Wherein R ″ is a hydrogen atom or C _1-4 alkyl. The compound according to claim 1, wherein the compound having squalene synthetase inhibitory activity is N-[[(3R, 5S) -1- (3-acetoxy-2,2-dimethylpropyl) -7-chloro-5- (2, 3-dimethoxyphenyl) -2-oxo-1,2,3,5-tetrahydro-4,1-benzoxazepin-3-yl] acetyl] piperidine-4-acetic acid or N-[[(3R , 5S) -7-chloro-5- (2,3-dimethoxyphenyl) -1- (3-hydroxy-2,2-dimethylpropyl) -2-oxo-1,2,3,5-tetrahydro -4,1-benzoxazepin-3-yl] acetyl] piperidine-4-acetic acid.

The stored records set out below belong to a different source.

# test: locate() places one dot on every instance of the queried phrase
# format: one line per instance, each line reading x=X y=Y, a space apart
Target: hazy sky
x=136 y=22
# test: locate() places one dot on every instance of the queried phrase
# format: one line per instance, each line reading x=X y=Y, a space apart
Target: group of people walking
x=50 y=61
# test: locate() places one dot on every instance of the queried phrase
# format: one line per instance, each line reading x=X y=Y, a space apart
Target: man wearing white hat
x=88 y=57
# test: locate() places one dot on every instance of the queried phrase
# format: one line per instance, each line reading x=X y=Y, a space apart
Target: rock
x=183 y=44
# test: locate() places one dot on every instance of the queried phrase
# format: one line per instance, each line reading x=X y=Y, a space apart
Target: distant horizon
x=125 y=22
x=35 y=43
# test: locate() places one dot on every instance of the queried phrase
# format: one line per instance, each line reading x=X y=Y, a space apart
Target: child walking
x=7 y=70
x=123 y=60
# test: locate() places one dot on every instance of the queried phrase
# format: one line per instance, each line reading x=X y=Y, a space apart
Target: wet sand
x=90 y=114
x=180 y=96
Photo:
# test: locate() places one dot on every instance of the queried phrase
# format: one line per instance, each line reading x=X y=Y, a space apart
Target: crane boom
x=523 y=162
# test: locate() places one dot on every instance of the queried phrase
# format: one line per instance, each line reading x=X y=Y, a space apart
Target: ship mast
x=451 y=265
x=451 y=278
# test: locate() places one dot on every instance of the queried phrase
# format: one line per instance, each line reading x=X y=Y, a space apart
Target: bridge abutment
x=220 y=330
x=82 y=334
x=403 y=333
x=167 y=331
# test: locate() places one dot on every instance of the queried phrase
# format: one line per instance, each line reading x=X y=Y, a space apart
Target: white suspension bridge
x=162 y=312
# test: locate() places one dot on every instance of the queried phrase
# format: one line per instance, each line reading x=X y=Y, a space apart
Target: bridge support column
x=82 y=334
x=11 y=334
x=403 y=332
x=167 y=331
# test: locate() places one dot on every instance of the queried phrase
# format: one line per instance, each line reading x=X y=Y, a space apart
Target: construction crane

A prophylaxis and / or treatment for a CRP elevation-related disease comprising inhibiting squalene synthase in a mammal. A method for preventing and / or treating CRP elevation-related diseases comprising administering to a mammal an effective amount of a compound having a squalene synthase inhibitory activity, or a prodrug thereof, or a salt thereof. Use of a compound having squalene synthetase inhibitory activity, or a prodrug thereof, or a salt thereof, for the preparation of a prophylactic and / or therapeutic agent for a CRP elevation-related disease.